The National Network of Fusion Centers (Network) was developed in the wake of the 9/11 terrorist attacks to close the gaps in information sharing between Federal, State and local law enforcement and emergency responders. Currently, the Network includes 78 fusion centers across 49 states, three territories and the District of Columbia.
Fusion centers serve as hubs of strategic analysis and information sharing where Federal, State, and local agencies are all represented in one location. State and local crime data is coordinated, gathered and reviewed to determine if there is any potential connection to terrorist activity. In addition, Federal terrorism-related information is shared with State and local law enforcement.

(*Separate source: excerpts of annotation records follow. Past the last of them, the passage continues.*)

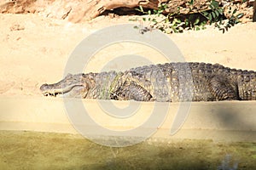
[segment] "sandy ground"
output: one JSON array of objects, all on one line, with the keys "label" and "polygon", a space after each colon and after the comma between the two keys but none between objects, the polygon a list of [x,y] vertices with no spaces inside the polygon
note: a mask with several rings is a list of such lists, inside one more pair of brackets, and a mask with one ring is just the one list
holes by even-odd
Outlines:
[{"label": "sandy ground", "polygon": [[[84,38],[106,26],[131,24],[128,19],[101,16],[88,23],[72,24],[36,14],[0,14],[0,96],[42,96],[40,85],[55,82],[62,77],[71,53]],[[211,27],[169,37],[187,61],[256,70],[255,31],[256,23],[247,23],[236,26],[224,34]],[[107,48],[98,53],[96,60],[92,59],[85,71],[97,71],[112,57],[129,54],[131,51],[154,63],[165,62],[148,48],[137,44]],[[127,67],[136,65],[131,63]]]},{"label": "sandy ground", "polygon": [[[36,14],[0,14],[1,129],[9,129],[5,128],[3,121],[15,120],[12,123],[20,126],[15,121],[26,124],[29,120],[38,126],[38,120],[61,122],[62,119],[54,119],[61,115],[60,117],[64,117],[64,122],[67,122],[67,117],[62,116],[65,111],[61,100],[44,98],[40,94],[39,87],[43,83],[61,79],[70,54],[84,38],[106,26],[131,24],[128,19],[101,16],[88,23],[72,24]],[[169,37],[187,61],[219,63],[225,66],[256,71],[256,23],[236,26],[224,34],[210,27],[204,31],[172,34]],[[166,61],[148,47],[123,42],[99,51],[91,58],[91,63],[84,71],[98,71],[116,57],[131,54],[153,63]],[[108,69],[124,69],[142,63],[125,60],[122,65],[108,65]],[[237,104],[232,102],[226,104]],[[247,106],[250,104],[255,102],[245,105],[241,102],[240,105],[251,111],[251,117],[253,117],[254,110]],[[212,104],[212,108],[215,108],[214,105],[217,104]],[[224,108],[230,107],[225,103],[222,105]],[[232,112],[234,108],[232,110],[224,110]],[[54,112],[55,114],[52,116]],[[205,115],[203,113],[201,110],[201,116]],[[198,120],[201,118],[195,117]],[[247,121],[247,118],[242,120],[253,122],[253,120]],[[212,123],[213,127],[221,122],[215,123],[211,118],[207,120],[209,122],[206,123]],[[222,124],[226,125],[226,117],[224,121]],[[241,123],[240,121],[239,116],[236,122]],[[202,122],[205,122],[204,120]],[[241,128],[239,124],[233,123],[234,117],[229,118],[228,122],[232,129]],[[0,168],[3,169],[217,169],[225,163],[223,160],[230,155],[234,159],[230,166],[236,166],[239,162],[239,169],[255,167],[255,140],[249,144],[225,144],[189,139],[168,144],[156,142],[157,146],[144,143],[115,149],[88,142],[78,134],[1,131],[0,135]]]}]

The Committee's review concludes that the Network is not functioning as cohesively as it should be and fusion centers are facing numerous challenges that prevent the Network from realizing its full potential to help secure the homeland. Over the course of nineteen months, the Committee logged 147 meeting hours during visits to 32 fusion centers, in addition to briefings and discussions with Federal partners and the National Fusion Center Association.
The full report is available here: http://homeland.house.gov/sites/homeland.house.gov/files/documents/CHS%20SLFC%20Report%202013%20FINAL.pdf.

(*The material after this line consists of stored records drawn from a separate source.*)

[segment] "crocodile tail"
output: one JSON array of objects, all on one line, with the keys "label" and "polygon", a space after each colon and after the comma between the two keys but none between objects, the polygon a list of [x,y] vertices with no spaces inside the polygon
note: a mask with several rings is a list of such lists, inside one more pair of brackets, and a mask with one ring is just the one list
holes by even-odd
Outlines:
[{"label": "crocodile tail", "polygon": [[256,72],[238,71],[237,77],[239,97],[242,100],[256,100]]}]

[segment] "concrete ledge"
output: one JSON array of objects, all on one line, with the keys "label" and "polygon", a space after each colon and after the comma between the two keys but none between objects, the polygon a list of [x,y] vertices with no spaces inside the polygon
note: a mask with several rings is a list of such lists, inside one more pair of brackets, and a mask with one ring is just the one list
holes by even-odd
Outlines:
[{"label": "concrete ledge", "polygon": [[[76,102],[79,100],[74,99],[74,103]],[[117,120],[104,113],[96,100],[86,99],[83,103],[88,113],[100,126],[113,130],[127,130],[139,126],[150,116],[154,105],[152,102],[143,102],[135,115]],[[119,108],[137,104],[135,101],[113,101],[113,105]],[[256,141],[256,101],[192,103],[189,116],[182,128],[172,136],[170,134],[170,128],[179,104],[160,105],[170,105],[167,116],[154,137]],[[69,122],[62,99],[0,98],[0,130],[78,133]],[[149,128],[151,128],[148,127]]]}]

Chairman McCaul: "Fusion centers were created after 9/11 to correct the failure of information sharing between federal agencies and state and local law enforcement. While much progress has been made, breakdowns in information sharing continue today and the terrorist attacks at Ford Hood and the Boston Marathon are painful examples. The Committee's evaluation found that while the Network of fusion centers is a vital part of our Nation's counterterrorism efforts, it is not currently functioning at its full potential.
"For example, while it is more important than ever for Federal fusion center partners to work together to increase information sharing with state and local law enforcement, the FBI is actually removing analysts and information sharing tools from them. This and other important issues are examined in the Report in an effort to identify ways to improve our counterterrorism efforts. The goal of this report is to aid fusion centers in filling in their capability gaps. I urge them, and their federal, state and local partners to implement the report's recommendations to ensure the Network reaches its full potential to help secure the homeland."

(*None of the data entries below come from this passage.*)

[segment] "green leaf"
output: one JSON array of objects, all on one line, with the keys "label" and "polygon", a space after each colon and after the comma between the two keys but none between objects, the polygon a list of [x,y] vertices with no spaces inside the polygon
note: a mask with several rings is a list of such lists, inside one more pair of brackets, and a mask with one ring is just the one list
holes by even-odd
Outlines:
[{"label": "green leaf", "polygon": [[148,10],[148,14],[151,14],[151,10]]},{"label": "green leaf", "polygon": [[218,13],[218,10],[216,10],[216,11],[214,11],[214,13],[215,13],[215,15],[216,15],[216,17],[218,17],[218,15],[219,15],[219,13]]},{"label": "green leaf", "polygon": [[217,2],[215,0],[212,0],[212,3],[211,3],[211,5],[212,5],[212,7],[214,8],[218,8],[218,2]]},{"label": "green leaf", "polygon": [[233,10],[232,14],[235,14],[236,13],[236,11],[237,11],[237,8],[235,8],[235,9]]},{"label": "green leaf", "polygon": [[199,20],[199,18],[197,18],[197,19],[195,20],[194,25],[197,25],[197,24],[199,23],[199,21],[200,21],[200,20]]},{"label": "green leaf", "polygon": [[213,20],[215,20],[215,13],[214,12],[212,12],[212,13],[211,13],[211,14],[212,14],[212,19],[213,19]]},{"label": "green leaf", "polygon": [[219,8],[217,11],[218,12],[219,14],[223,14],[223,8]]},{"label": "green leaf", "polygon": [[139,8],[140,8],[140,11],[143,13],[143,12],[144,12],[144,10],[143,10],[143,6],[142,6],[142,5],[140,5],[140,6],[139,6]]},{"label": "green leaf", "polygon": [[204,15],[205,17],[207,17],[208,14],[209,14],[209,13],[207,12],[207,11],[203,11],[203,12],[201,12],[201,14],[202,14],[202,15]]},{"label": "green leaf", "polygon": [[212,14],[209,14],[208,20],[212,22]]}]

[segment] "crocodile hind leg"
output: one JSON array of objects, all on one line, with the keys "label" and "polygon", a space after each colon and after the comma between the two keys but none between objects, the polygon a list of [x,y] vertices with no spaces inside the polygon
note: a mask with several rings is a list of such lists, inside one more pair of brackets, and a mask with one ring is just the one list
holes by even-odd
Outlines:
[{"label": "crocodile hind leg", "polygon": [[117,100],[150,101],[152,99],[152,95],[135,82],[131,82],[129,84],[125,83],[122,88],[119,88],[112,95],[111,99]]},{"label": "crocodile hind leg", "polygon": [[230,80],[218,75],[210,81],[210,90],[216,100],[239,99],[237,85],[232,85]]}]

Subcommittee Chairman King: "Nearly 12 years after the 9/11 terrorist attacks, the tragic events in Boston highlight that more work needs to be done to connect the dots. Ensuring critical information sharing between Federal, State and local law enforcement is vital for national counterterrorism and homeland security efforts. This comprehensive report offers 25 recommendations to improve information sharing and analysis, enhance the role of fusion centers, ensure that emergency response providers are fully incorporated into the process, and tear down remaining intelligence stovepipes. My Subcommittee will continue to work with Federal, State, and local entities to ensure that these issues are addressed."